« Si j'étais musicien aujourd'hui, pour gagner ma vie, il faudrait que je fasse le service au bar pendant l'entracte de mes propres spectacles », racontait la semaine dernière le parrain du punk, Iggy Pop.

Les déboires de l'industrie musicale se poursuivent. Depuis 2001, les ventes de copies physiques ont baissé de 50 %, entre autres à cause du téléchargement illégal. La hausse des ventes numériques n'a jamais compensé cette chute, mais elle a servi de parachute pour l'adoucir. Les revenus de l'industrie s'étaient même stabilisés depuis deux ans.

Mais on assiste maintenant à un nouveau plongeon. Les ventes numériques chutent à leur tour. Le coupable : l'écoute en continu (streaming). Au lieu de télécharger la musique en ligne (gratuitement ou non), les internautes vont sur des sites comme Spotify ou Deezer.

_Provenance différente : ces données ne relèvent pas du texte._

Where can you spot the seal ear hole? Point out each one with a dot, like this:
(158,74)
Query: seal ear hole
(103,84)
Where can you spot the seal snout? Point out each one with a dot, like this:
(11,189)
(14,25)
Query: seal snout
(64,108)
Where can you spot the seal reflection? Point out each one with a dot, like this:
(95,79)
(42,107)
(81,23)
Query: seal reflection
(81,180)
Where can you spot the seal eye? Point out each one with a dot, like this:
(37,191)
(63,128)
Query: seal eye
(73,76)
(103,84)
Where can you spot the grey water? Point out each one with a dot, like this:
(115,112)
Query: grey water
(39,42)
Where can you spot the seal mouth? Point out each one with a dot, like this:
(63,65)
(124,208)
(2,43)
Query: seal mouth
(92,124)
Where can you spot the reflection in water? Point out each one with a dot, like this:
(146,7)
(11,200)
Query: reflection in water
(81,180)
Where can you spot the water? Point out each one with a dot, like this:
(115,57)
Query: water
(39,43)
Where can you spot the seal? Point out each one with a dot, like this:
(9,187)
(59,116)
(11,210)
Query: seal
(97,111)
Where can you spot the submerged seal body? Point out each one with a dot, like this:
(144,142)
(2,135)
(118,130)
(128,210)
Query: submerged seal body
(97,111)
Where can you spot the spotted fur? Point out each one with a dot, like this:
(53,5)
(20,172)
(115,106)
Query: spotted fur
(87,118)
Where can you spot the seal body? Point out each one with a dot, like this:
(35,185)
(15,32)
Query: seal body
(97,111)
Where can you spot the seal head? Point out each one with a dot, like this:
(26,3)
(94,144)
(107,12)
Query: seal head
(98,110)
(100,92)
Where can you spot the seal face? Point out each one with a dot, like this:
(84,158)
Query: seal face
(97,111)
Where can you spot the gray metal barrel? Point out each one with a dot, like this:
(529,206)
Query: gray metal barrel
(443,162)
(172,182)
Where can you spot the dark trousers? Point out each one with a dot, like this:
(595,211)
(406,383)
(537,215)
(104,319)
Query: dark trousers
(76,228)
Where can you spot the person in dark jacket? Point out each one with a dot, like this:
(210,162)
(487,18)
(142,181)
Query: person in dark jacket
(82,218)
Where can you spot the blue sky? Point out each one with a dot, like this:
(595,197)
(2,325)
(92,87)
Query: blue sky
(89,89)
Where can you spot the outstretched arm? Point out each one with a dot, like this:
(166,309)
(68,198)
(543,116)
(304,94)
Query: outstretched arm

Même si les sous noirs ont été retirés du marché, ils servent encore en musique. La Commission du droit d'auteur du Canada verse aux artistes 1 cent par 100 écoutes sur ces sites. Plusieurs des gagnants de l'ADISQ dimanche soir ne recevront pas assez d'argent cette semaine de ces sites pour s'acheter un hot dog vapeur.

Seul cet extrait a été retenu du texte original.